Colleges have allowed their greed to ruin the college football experience for many of us. (See My Final Football Game) Attendance at college football has been on a downward trend. It’s a predictable consequence of the NCAA’s hoggish values and decisions.

So, unless you find yourself running a cable company or the NCAA, does any of this make any difference to you, Vera? Probably.

You see, the principle is universal. It’s not limited to businesses and sports franchises. It impacts individuals, too.

Pigs get fat, hogs get slaughtered. Unconstrained greed has the potential for major long-term blowback.

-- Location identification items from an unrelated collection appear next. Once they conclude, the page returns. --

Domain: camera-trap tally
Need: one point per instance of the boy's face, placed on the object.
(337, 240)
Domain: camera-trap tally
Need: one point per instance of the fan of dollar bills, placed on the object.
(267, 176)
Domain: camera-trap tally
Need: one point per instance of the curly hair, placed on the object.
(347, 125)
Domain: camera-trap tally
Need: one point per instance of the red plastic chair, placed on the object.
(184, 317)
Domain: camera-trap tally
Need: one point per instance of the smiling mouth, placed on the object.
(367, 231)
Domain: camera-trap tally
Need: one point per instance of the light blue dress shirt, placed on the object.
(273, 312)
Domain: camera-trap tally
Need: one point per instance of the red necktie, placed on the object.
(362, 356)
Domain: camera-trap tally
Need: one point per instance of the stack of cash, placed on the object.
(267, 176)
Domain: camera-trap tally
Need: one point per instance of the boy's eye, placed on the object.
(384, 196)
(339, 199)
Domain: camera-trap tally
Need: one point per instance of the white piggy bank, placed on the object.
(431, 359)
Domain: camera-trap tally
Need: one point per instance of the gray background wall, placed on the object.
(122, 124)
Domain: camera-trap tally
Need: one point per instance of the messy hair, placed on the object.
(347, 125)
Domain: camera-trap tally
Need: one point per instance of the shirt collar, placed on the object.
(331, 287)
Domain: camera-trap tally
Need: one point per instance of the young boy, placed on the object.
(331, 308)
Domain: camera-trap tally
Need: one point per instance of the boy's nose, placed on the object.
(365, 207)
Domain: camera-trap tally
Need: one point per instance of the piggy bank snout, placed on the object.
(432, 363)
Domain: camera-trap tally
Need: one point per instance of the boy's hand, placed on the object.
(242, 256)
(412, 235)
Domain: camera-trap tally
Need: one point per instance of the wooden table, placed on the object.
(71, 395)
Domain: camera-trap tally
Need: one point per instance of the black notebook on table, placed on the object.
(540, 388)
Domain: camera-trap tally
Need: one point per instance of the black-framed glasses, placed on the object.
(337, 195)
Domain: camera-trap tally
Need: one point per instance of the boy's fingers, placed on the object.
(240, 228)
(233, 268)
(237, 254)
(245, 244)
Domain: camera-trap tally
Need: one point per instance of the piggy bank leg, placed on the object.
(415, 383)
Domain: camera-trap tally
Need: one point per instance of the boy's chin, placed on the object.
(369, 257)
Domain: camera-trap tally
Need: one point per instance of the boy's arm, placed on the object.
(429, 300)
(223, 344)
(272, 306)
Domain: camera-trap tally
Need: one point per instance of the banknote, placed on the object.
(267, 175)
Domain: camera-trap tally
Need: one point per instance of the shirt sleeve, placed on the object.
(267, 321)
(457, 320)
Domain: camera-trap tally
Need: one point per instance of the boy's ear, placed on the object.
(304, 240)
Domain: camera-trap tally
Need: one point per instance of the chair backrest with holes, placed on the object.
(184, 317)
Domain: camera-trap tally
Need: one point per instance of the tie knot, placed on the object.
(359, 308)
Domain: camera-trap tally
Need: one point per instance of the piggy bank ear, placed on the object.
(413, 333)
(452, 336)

A world in which everyone is trying to squeeze another dollar of profit out of every transaction and experience is not a very pleasing place to live for some of us. It’s a world without meaning or beauty. It’s a world where everyone becomes a target for someone else. A world where humanity is sacrificed at the alter of gold and glitter.

How can I make more money off of you? How can we maximize our profits today (without regard to long-term impacts)? How can we cross-sell more products to you whether you need them or not?

Too many people are obsessed with these questions today. As a result, we see a bank such as Wells Fargo, which had (past tense) a stellar reputation, now being run through the gutter as a result of rampant fraudulent practices that were fueled by a desire to squeeze the last dollar out of its customers. It turned out that integrity wasn’t a core value of Wells. Greed was.

When we get to the point of not caring about each other but only caring about making more money for ourselves, irrespective of the impact on others or, more broadly, on society and the world, we effectively are returning to the jungle. We become more animal than human.

I cut our cord. And I no longer attend 3+ hour baseball games or 4+ hour football games. And Wells Fargo is no longer one of my primary banks. And I no longer donate to nonprofits that care more about fundraising than their original missions and that lavish high salaries and other perks on their officers and employees.

In other words, we have some choice in the matter. We’re not entirely free. We are hostage to this culture of greed somewhat. But we still have some choice in the matter.

I for one choose to resist as best I can. And to interact with people and businesses that care about something other than new ways to separate me from my money, even if it means paying more for the service or product in the short-run.

And the days of sitting in front of a television set and watching commercials are forever gone. If I need something, I know where to find it.